Changchun BCHT Biotechnology

Status and phase

Completed
Phase 3

Conditions

Herpes Zoster

Treatments

Biological: live attenuated zoster vaccine
Biological: placebo

Study type

Interventional

Funder types

Industry

Identifiers

NCT04334577
F20190717

Details and patient eligibility

About

Varicella-zoster virus (VZV) is a herpesvirus that causes two distinct clinical syndromes. Primary infection is manifested as varicella (chickenpox) , whereas reactivation of latent VZV results in a localized eruption known as herpes zoster.

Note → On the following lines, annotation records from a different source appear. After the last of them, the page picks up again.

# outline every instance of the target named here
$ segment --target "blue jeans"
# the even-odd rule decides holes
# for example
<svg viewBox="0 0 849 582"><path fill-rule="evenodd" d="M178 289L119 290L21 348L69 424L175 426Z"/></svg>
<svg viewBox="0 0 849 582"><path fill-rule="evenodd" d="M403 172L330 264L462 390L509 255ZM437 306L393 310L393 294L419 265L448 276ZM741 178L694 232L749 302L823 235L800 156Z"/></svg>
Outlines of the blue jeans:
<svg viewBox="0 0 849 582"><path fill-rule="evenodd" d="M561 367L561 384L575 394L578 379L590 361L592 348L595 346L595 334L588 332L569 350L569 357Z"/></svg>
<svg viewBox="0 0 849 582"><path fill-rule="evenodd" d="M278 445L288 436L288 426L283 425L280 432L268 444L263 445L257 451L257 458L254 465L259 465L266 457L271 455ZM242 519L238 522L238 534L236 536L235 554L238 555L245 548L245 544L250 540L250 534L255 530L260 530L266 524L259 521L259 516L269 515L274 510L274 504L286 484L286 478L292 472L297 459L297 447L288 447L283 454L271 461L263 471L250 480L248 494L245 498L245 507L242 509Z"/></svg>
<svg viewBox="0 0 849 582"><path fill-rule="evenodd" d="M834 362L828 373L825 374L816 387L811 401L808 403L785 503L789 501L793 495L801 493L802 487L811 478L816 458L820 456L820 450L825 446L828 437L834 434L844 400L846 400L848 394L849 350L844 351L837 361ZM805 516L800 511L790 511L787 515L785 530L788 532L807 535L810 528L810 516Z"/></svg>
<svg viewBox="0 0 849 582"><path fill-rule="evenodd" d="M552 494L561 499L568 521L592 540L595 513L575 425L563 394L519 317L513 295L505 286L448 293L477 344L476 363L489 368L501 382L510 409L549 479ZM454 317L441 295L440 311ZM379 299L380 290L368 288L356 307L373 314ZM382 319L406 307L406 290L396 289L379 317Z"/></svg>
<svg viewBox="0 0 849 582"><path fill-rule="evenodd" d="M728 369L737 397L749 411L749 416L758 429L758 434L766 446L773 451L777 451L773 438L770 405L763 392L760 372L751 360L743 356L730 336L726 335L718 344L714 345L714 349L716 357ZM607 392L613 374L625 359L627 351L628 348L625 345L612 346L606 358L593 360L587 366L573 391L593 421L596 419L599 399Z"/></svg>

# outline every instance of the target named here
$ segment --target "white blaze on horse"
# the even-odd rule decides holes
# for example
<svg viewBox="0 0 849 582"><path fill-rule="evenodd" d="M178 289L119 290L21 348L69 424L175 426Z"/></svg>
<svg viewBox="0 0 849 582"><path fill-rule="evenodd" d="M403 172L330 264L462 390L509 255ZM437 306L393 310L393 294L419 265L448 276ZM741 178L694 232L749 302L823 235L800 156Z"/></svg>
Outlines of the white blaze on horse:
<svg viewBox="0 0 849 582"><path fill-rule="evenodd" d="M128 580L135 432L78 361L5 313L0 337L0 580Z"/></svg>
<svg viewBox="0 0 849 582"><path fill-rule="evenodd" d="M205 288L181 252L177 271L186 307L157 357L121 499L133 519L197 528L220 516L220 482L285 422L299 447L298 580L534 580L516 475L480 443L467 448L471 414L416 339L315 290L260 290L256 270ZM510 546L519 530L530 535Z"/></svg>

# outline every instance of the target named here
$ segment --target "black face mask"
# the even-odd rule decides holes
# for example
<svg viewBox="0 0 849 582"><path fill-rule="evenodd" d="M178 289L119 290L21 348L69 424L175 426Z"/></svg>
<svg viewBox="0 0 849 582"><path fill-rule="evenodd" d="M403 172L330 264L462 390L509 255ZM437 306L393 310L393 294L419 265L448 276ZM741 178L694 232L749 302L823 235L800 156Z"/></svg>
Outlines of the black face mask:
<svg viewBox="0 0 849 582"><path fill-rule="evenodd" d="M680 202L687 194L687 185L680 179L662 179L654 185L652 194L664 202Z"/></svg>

The investigational vaccine of this study is produced by Changchun BCHT biotechnology Co. It's a live attenuated herpes zoster vaccine based on the production process of live attenuated chickenpox vaccine.This study plans to have 25000 adults aged 40 years or older and involves in a randomized, double-blind, placebo-controlled trial . The primary outcome is to evaluate the efficacy of the vaccine against herpes zoster 30 days after vaccination and the safety of the vaccine.

Full description

Varicella-zoster virus (VZV) is a herpesvirus that causes two distinct clinical syndromes. Primary infection is manifested as varicella (chickenpox) , whereas reactivation of latent VZV results in a localized eruption known as herpes zoster. The investigational vaccine of this study is produced by Changchun BCHT biotechnology Co. It's a live attenuated herpes zoster vaccine based on the production process of live attenuated chickenpox vaccine.This study plans to have 25000 adults aged 40 years or older and involves in a randomized, double-blind, placebo-controlled trial . The primary outcome is to evaluate the efficacy of the vaccine against herpes zoster 30 days after vaccination and the safety of the vaccine.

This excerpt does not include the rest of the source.